This Way to the Missionary

In my 32 year lifetime, has anyone converted more adolescent disciples to the religion of Musicals than Idina Menzel?

If you subscribe to the theory that a decade separates one generation from the next, then she was at the center of three musical landmarks that indoctrinated three consecutive generations to the wonders of musicals. Crucially, she got them when they were young; for developing taste, usually it’s easier to build a foundation than to renovate a foundation.

Now let’s count off the individual blocks she helped place in these foundations:

While more on the periphery than her later touchstones, she was still a major part of Rent in 1996, which brought youth to the form, and the form to the youth.
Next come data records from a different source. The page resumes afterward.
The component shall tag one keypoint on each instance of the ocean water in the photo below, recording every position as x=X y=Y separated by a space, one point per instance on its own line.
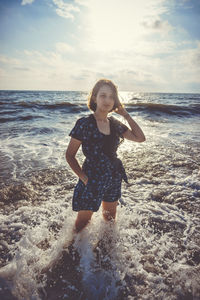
x=153 y=250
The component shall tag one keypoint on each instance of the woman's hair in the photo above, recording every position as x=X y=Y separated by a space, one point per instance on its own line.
x=92 y=97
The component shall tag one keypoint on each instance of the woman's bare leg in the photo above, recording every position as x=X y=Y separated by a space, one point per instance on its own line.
x=83 y=218
x=109 y=210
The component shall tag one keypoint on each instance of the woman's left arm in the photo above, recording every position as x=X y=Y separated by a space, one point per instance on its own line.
x=135 y=134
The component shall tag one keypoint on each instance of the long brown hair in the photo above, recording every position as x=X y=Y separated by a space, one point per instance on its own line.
x=92 y=97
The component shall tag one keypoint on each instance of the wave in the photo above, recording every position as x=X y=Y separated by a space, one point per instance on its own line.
x=21 y=118
x=157 y=108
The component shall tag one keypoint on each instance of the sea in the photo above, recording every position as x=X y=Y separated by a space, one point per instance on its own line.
x=152 y=251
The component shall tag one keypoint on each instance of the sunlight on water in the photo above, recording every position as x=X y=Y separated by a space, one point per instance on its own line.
x=152 y=252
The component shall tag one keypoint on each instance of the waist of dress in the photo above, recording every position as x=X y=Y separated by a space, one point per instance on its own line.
x=106 y=164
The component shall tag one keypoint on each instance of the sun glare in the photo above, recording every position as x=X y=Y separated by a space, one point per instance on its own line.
x=115 y=25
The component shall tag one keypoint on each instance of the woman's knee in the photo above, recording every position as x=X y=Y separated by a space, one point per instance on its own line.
x=109 y=210
x=82 y=220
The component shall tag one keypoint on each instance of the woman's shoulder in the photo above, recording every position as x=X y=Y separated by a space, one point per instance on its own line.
x=83 y=121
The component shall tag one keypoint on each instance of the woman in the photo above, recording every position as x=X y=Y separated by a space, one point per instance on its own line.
x=102 y=172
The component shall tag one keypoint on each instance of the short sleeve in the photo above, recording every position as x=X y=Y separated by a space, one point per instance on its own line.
x=120 y=127
x=77 y=131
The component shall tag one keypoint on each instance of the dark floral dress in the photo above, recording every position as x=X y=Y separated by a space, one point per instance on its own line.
x=104 y=170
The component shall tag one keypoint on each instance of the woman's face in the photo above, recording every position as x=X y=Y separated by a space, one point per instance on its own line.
x=104 y=99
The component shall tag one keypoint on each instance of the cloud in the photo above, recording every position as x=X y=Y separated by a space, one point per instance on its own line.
x=65 y=10
x=157 y=25
x=82 y=2
x=64 y=48
x=24 y=2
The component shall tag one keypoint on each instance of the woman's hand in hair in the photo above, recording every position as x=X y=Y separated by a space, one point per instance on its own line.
x=121 y=110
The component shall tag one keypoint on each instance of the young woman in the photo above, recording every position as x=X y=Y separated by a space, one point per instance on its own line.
x=102 y=172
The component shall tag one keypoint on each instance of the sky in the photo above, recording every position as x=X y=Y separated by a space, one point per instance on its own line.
x=141 y=45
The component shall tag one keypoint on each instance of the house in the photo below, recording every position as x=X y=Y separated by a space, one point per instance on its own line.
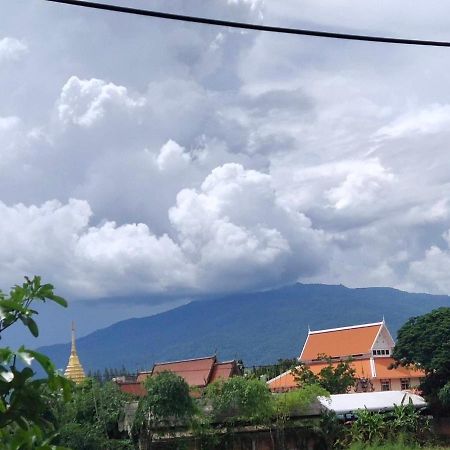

Seven years later, there was nothing periphery about her contributions to Wicked’s success in 2003 and beyond; I will be on my deathbed screaming at the wallpaper about how Wicked would’ve never become Wicked without Idina.

And, when Frozen hit the screen a decade later in 2013, “Let It Go” would’ve never become “Let It Go” without Idina on the mic.

So let’s recap: two of the most the two most iconic show tunes OF THE ENTIRE CENTURY — “Defying Gravity” and “Let It Go” — were originally sung by THE SAME FREAKING PERSON?!?!

This observation comes to you courtesy of Disney+’s (grammar?) upcoming documentary Idina Menzel: Which Way to the Stage? If any of these words resonated with you, then:

A) you’re my people; a bunch of shamelessly sentimental corndogs.

B) find the biggest box of tissues for your watch.

Why do we hopeless flock have such emotional connections to musicals? A hypothesis:

When I was but a wayward lad, musicals became the soundtrack of my soul; they gave me a language register to translate the messy music of my being into soaringly clarifying song.

And Idina has been at the beating heart of that calculus for three sets of successive generations; I can’t think of a more profoundly meaningful legacy than that.